Wednesday, 29 April 2015

The Wind: A Short Story


The Wind
The wind.
The first thing I notice when the gunshots crack out of the distance is the wind. Flowing. All the bushes swaying to one side.
Then stillness.
No more wind. I squeeze my papa’s hand tight. Like thunder, big, metal boxes with cannons inside of them rolled in from the distance into the village, masked men holding guns, and my friends and their family dropping to the ground in disarray, limp and lifeless. What... what happened to them?
My papa squeezes my hand. Another gunshot. Time seems to stop. I can’t move my foot, and I’m stuck, motionless. Blood is oozing out of my foot, and I can’t feel a thing. My foot has no feeling, but not a numb, drugged feeling, more like a chilled, frozen feeling. Then pain. My foot erupts as though in flames, but slowly time goes returns to normal. I lie on the dirty ground, but my papa says we have to move.

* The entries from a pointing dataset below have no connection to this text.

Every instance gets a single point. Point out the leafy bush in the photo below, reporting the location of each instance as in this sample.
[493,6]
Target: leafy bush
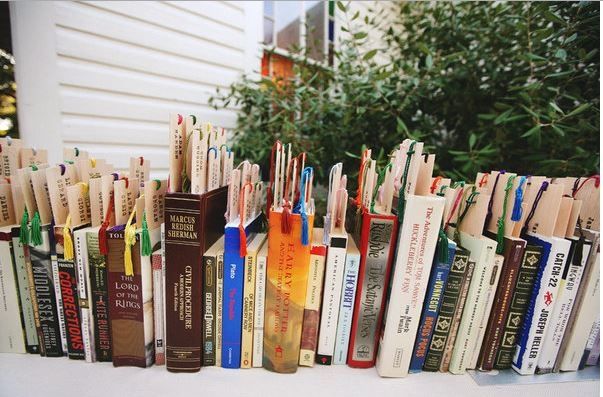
[509,84]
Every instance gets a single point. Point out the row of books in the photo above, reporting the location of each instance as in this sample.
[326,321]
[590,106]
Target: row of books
[215,267]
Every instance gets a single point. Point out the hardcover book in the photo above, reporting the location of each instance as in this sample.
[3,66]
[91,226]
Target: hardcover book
[192,224]
[348,296]
[459,270]
[433,300]
[416,246]
[309,341]
[520,298]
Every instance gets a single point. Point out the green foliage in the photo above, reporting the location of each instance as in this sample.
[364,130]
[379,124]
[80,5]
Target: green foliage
[484,85]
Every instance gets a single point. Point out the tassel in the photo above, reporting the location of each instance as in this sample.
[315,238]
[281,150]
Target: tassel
[517,212]
[24,232]
[36,230]
[67,241]
[145,238]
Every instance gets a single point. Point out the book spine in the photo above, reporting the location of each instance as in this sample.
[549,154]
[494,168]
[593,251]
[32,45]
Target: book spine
[450,298]
[25,294]
[456,319]
[209,308]
[158,309]
[334,271]
[344,325]
[433,301]
[99,299]
[248,310]
[568,287]
[234,269]
[286,282]
[416,247]
[513,253]
[48,313]
[220,307]
[309,339]
[183,283]
[377,245]
[87,326]
[520,300]
[542,303]
[12,332]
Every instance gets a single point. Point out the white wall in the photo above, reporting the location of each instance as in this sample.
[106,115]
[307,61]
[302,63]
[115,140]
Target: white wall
[103,76]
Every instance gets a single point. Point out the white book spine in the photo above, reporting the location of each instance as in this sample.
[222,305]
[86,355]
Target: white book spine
[219,303]
[12,337]
[568,289]
[483,251]
[346,308]
[528,353]
[81,267]
[258,320]
[490,294]
[417,240]
[587,312]
[334,270]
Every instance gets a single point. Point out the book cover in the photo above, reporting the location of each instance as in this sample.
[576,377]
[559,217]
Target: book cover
[433,300]
[520,299]
[258,313]
[568,288]
[192,224]
[416,246]
[99,298]
[12,331]
[376,237]
[130,303]
[456,319]
[513,253]
[542,302]
[450,300]
[348,296]
[333,285]
[253,246]
[26,293]
[309,341]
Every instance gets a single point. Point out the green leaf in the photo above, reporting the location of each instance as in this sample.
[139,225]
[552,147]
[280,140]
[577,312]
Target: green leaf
[531,131]
[369,55]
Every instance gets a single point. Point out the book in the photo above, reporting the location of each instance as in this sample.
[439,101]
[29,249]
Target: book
[99,296]
[12,331]
[513,253]
[192,224]
[333,284]
[234,276]
[450,300]
[26,293]
[542,302]
[456,319]
[348,296]
[254,245]
[258,312]
[416,246]
[309,340]
[568,288]
[433,299]
[520,298]
[130,303]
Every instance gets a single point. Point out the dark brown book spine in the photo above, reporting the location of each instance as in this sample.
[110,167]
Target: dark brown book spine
[513,254]
[192,224]
[126,304]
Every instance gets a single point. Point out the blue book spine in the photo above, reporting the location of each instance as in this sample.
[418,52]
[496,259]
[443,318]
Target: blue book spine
[232,318]
[346,308]
[527,322]
[431,307]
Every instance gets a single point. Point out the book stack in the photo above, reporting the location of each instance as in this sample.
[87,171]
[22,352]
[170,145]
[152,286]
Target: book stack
[213,267]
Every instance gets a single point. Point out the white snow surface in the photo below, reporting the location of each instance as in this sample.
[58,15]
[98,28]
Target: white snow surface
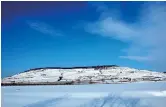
[140,94]
[52,75]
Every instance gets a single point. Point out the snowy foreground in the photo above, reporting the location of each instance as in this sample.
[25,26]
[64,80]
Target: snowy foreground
[140,94]
[85,76]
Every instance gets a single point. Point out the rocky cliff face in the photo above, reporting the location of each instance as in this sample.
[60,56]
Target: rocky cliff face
[81,75]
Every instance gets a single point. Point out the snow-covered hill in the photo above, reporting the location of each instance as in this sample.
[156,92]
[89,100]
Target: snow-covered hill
[85,75]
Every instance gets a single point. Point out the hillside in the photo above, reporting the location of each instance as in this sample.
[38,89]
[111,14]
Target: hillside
[83,75]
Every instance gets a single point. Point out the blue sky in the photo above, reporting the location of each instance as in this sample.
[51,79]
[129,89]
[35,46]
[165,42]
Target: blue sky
[48,34]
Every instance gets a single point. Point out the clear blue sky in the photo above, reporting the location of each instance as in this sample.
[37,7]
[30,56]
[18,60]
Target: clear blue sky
[48,34]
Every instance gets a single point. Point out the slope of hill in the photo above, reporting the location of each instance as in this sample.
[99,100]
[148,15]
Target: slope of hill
[83,75]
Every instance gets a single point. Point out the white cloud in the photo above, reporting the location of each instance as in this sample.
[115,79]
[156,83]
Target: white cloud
[147,36]
[44,28]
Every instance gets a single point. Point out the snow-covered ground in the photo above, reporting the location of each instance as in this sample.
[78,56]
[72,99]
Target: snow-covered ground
[109,75]
[146,94]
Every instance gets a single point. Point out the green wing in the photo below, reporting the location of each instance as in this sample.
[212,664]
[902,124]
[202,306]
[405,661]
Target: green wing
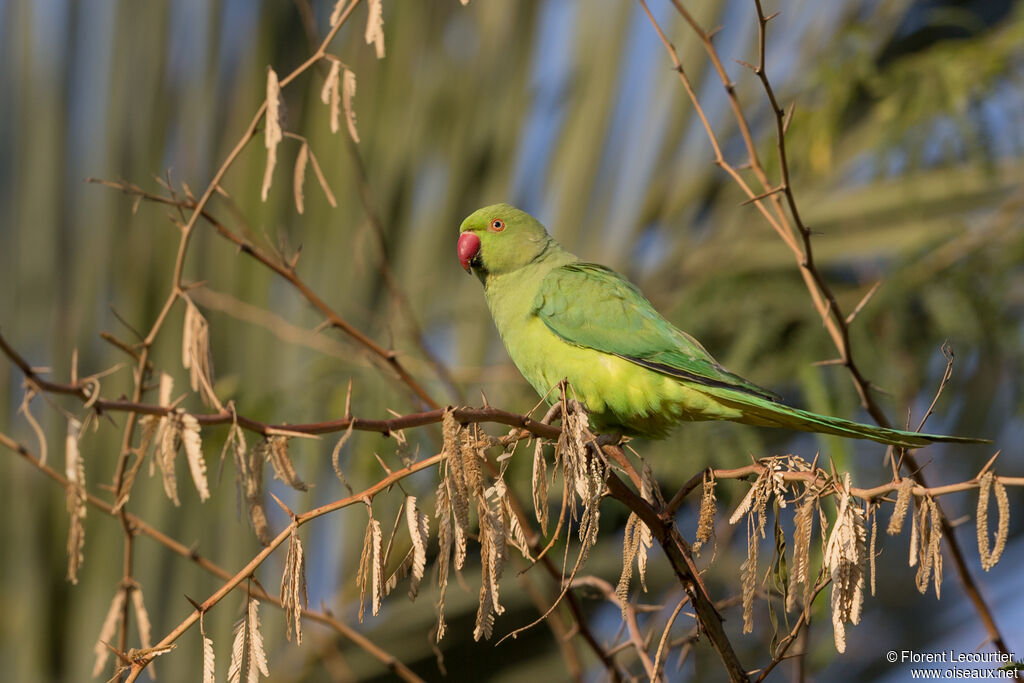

I can’t walk, so he just drags me urgently to shelter under some bushes along like a farmer pulling a dead goat, although in this case the dead goat is alive and is struggling with pain. Behind the bushes, my papa uses a pocketknife and digs it into my skin, and pushes at something. He flicks it out, and all hell breaks loose. Now, instead of local agonising burning like my foot was being burned on a stake, it feels like something went supernova in my whole body.
Screaming, I lay helpless as my papa covers my mouth, and whispers, “وسوف قتلك اذا كانت رؤيتك” “Be quiet. They’ll kill you if they see you.” I know who “they” are. I learnt about them at school. At school they call them ISIS, and they shoot people because of something they believe in. They give us drills on how to get out of the school and run in case it happens, but teachers never say anything about what you do when it happens to you somewhere else. I guess they expect that the majority of the time, about 7 hours of the day, you will spend in school, and maybe they think they will attack when you are there. My papa pulls my hand, and taps my feet. I think this means to ask how my feet feel, so I look down and shake my head. But when I look back, he isn’t there. He was running out of the village. I follow him hobbling, thinking he will show me something, but all he does is to stop moving for a few minutes for me to catch up, and then he lets me lean on him, and then we start hobbling away again. Away from our home.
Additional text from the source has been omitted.